Condominium associations come in all sizes and shapes. They can contain hundreds of units, or as few as two. While many of the issues faced by associations are universal regardless of size, small condominium associations do face some unique challenges that set them apart from their larger cousins. Those challenges touch all aspects of life in these communities, from legal to management to social issues.
A Cozy Alternative
Not all prospective condo owners are seeking the same type of living environment. Some prefer a large, all-inclusive community with tons of amenities and activities to choose from, while others prefer a smaller, cozier and more intimate community. That type of vibe is often found in smaller properties – typically walk-ups and brownstones – and often in urban settings. Small associations are not unusual, and indeed dominate the available housing stock in certain locations. For example, “if you want to live in Jersey City or Hoboken,” says Joseph Rosenberg, Chief Operating Officer at Atlantic Management in Secaucus, New Jersey, “that’s pretty much what you’ve got!”

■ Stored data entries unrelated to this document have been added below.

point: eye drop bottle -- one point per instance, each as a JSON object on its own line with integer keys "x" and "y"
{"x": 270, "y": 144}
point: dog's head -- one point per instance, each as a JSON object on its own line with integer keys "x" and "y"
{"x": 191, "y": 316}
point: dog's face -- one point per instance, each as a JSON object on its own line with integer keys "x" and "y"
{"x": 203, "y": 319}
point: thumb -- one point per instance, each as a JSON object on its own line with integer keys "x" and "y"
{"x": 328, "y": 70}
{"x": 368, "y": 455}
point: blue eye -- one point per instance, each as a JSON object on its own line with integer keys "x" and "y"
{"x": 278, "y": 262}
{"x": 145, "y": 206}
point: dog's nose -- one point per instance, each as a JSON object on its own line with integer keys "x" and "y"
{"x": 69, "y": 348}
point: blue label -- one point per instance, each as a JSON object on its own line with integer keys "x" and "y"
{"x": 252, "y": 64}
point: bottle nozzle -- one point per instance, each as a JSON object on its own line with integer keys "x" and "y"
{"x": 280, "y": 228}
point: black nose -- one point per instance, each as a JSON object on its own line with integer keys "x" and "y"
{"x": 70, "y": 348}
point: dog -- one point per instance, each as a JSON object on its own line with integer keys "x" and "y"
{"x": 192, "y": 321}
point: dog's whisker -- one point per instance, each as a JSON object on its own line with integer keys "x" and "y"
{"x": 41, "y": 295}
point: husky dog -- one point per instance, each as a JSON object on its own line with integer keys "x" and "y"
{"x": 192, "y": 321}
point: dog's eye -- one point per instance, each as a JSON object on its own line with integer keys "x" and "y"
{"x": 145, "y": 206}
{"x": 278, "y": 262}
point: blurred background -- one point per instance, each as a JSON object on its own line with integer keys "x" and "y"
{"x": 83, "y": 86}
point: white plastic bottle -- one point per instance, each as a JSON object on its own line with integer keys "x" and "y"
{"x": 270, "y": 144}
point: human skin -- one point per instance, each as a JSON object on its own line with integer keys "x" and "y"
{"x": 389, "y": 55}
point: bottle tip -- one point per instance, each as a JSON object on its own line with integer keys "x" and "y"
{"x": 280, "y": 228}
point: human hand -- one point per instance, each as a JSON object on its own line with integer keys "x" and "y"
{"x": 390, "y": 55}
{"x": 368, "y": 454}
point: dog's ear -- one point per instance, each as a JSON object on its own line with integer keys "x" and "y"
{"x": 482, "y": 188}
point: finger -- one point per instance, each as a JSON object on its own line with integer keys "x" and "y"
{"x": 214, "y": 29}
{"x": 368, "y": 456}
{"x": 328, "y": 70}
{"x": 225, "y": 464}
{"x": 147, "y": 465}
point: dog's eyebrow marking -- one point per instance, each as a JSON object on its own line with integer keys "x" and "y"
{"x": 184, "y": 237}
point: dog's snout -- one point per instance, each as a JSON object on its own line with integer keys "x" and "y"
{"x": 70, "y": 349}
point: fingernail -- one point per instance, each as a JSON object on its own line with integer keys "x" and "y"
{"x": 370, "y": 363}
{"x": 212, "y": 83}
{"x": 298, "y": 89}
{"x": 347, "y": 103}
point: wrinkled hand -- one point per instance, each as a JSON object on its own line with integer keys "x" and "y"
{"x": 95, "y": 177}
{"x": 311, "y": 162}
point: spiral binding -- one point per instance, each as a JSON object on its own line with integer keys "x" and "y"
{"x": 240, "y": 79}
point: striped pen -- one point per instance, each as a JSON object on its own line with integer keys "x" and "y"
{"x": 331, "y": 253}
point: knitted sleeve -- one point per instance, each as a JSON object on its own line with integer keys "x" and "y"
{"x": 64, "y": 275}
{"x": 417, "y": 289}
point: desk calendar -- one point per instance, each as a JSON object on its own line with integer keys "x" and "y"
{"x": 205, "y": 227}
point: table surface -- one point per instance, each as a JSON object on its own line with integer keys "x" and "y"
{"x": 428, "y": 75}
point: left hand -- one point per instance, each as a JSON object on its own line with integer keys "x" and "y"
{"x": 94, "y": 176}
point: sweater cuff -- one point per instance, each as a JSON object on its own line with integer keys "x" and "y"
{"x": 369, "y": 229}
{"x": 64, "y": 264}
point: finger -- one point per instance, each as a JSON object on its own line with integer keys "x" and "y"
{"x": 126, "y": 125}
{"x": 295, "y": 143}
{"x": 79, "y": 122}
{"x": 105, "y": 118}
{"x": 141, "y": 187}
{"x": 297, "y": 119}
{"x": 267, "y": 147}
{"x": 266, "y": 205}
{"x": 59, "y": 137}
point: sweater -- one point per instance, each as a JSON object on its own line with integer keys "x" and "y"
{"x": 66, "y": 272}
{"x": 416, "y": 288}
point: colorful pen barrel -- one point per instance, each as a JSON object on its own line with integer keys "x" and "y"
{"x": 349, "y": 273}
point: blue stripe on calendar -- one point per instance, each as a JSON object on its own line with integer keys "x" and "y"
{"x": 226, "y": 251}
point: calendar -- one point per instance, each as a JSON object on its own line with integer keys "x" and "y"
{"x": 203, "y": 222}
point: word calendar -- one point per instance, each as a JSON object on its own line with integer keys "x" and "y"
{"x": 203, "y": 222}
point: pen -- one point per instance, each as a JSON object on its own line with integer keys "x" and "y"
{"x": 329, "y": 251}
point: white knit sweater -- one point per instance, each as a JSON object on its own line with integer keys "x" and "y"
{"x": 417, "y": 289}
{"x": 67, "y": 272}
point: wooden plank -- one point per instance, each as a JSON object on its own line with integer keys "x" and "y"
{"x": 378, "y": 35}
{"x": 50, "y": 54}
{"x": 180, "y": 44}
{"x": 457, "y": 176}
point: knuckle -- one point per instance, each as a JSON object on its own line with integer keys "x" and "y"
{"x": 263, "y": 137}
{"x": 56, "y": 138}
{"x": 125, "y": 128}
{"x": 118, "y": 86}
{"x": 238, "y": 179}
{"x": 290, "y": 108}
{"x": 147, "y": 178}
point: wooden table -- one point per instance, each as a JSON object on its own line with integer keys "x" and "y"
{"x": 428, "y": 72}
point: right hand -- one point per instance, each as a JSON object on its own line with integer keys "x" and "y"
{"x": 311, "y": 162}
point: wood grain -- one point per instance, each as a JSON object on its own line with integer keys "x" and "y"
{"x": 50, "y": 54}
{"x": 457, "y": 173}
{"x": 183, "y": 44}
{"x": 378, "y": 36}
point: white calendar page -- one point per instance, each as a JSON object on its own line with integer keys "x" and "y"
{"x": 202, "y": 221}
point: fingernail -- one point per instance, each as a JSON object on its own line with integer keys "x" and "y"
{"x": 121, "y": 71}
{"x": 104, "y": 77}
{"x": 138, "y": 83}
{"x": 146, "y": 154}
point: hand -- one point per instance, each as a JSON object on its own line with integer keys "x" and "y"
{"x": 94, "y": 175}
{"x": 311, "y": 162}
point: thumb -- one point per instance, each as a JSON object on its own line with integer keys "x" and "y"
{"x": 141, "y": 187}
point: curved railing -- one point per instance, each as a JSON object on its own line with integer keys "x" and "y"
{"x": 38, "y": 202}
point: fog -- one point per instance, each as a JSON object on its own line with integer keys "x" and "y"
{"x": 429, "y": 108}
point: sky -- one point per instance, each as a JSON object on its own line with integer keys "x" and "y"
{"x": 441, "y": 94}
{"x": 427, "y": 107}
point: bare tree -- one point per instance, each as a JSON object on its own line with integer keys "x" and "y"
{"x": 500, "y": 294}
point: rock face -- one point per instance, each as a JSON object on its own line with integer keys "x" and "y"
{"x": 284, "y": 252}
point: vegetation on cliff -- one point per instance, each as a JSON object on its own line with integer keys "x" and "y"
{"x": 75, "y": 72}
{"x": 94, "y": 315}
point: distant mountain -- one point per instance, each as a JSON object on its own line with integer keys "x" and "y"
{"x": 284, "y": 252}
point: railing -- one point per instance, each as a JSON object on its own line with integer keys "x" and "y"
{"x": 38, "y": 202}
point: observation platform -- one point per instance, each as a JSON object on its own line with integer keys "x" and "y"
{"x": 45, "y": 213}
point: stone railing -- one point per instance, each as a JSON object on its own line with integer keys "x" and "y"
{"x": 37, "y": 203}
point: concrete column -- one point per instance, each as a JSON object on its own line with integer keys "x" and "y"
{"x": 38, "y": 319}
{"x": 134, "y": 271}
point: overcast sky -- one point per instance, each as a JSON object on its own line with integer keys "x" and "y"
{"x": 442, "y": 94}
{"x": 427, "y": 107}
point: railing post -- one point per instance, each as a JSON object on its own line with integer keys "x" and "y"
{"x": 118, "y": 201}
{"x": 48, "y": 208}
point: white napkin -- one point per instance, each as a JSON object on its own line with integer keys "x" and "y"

Small condo associations also make up a sizable portion of the market in parts of New York and in Chicago’s Lincoln Park. According to Frank Lombardi, a Principal with the law firm of Goodman, Shapiro and Lombardi, which has offices in Massachusetts and Rhode Island: “Small associations under six units are [also] very common in New England. In fact, they may constitute as much as a third of all associations in the region.”
According to Kevin McIntyre, a real estate operator in Chicago: “People who buy in small associations are usually drawn to the low common charges. Carrying costs in larger buildings are much higher, due to those buildings offering more services. They may be looking for a more traditional neighborhood as well, something more personal,” like the aforementioned Lincoln Park, where brownstones are the order of the day.
“There’s no particular profile of a typical owner in a small association,” says Ariel Fox, a property manager with Cornerstone Management Systems in New York City. “It has more to do with the type of building. We manage old-style tenement buildings where the units are smaller, and the owners tend to be single, perhaps buying their first unit. We also have conversions of old mercantile buildings where you may have say, eight floor-through lofts on eight floors. Those buildings attract families and investment bankers.”